Many will point to Dempster's 2.25 ERA, of which one can also look at his BABIP of .244 on the year that just seems to be unsustainable over the course of the rest of the season, especially in the American League. When it all comes down to it, the fact that significant money had been tied to Roy Oswalt earlier in the season seems to have hampered the Rangers in terms of feeling they could trade for a 2 month rental and then have any chance of re-signing that player.
Whatever the case, the end-of-season results will not so much be a reflection of the lack of trade deadline acquisitions as much as what happens internally moving forward. Neftali Feliz will undergo Tommy John surgery, which will end his 2012 season and a significant chunk of 2013, which leaves me wondering just what his future with the Rangers might be. I'm also left to wonder how much of his injury has to do with his time spent as a fireballing closer, but I suppose that's better left for another discussion.
Moving forward, the importance will be whether or not the offense can bust out of what has been, for the most part, a roster-encompassing slump that has lasted for the better part of two months. More specifically, can Ron Washinton make the most glaring and necessary adjustment to fix it?
Sure, all players go through slumps, but one in particular has received a pass. His name is Michael Young. While Washington has shown frustration with Josh Hamilton's refusal to make necessary adjustments, he's been quick to defend Michael Young, going as far as to imply that fans wanting Young benched are somehow "disloyal".
I think we can all relate to the point that just because the family tells grandma she shouldn't be behind the wheel anymore doesn't mean she's no longer loved. It's just in the best interest of everyone if she isn't driving anymore. In the same way, it's simply no longer beneficial to the Texas Rangers to have Michael Young in the lineup in any capacity. He's a liability on the defensive end, and his bat speed is seemingly sapped, meaning he's become an easy ground-out to shortstop during most at-bats.
Young isn't taking walks, isn't hitting with any sort of power, and isn't finding any way to get on base. His OPS is sitting at .630, a full .214 drop from last season. Possibly the most telling and troubling number is his RE24, which measures the number of runs a player contributes as compared to the run expectancy for a given base/out situation at the beginning of a plate appearance and then at the end. Obviously a positive RE24 indicates a player contributes more runs than expected on average, and a negative RE24 indicates the opposite. Michael Young is sitting at -18.29, good for 4th worst in all of baseball. That's right, Michael Young has become one of the worst rally killers in the game, and yet, out of some sort of loyalty, Ron Washinton continues to trot him out day after day.

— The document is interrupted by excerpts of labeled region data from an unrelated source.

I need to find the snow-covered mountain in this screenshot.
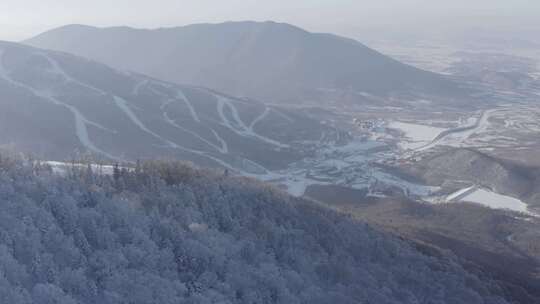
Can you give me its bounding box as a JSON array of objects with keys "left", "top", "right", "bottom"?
[
  {"left": 0, "top": 158, "right": 508, "bottom": 304},
  {"left": 0, "top": 42, "right": 336, "bottom": 173},
  {"left": 26, "top": 22, "right": 464, "bottom": 103}
]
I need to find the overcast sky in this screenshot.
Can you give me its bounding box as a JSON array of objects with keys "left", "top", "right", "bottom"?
[{"left": 0, "top": 0, "right": 540, "bottom": 40}]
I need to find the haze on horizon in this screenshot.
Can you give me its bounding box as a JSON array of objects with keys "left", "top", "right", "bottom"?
[{"left": 0, "top": 0, "right": 540, "bottom": 41}]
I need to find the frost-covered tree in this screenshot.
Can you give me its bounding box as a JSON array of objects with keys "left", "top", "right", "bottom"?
[{"left": 0, "top": 157, "right": 506, "bottom": 304}]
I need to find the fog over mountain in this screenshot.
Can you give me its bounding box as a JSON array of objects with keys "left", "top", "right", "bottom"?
[
  {"left": 0, "top": 42, "right": 339, "bottom": 173},
  {"left": 26, "top": 22, "right": 465, "bottom": 104},
  {"left": 0, "top": 0, "right": 540, "bottom": 304}
]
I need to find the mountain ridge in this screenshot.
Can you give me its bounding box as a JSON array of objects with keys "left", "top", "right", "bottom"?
[{"left": 25, "top": 21, "right": 464, "bottom": 103}]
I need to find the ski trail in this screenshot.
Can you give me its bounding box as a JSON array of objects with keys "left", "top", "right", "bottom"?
[
  {"left": 131, "top": 79, "right": 148, "bottom": 96},
  {"left": 249, "top": 107, "right": 270, "bottom": 130},
  {"left": 150, "top": 84, "right": 229, "bottom": 154},
  {"left": 0, "top": 53, "right": 122, "bottom": 160},
  {"left": 114, "top": 96, "right": 236, "bottom": 170},
  {"left": 272, "top": 108, "right": 294, "bottom": 123},
  {"left": 44, "top": 53, "right": 107, "bottom": 95},
  {"left": 176, "top": 89, "right": 201, "bottom": 123},
  {"left": 210, "top": 128, "right": 229, "bottom": 153},
  {"left": 214, "top": 95, "right": 289, "bottom": 148},
  {"left": 160, "top": 100, "right": 228, "bottom": 154}
]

On one hand, I get it. Washington wouldn't have made it this far without trusting his players, even during the roughest patches. Washinton's players have notably indicated that they play hard for Washington because they trust him. On the other hand, sometimes playing hard just isn't good enough. I'm not sure this is a case of Michael Young slumping as much as maybe, just maybe, he's gotten too old to use his tried-and-true approach. All players have a shelf life, some are longer than others, and it's just become hard to imagine that Young will turn this thing around and salvage what has, at this point, become a lost season. I just can't shake the feeling that moving forward, Washington's usage of Young could go a long way in determining just how the Rangers fare in the postseason picture.
I'm not sure what upsets me more: that Young has become a shell of his former self, or that he's seemingly oblivious to that fact. Whatever the case, I just don't enjoy seeing Young in a Rangers uniform anymore, and that saddens me.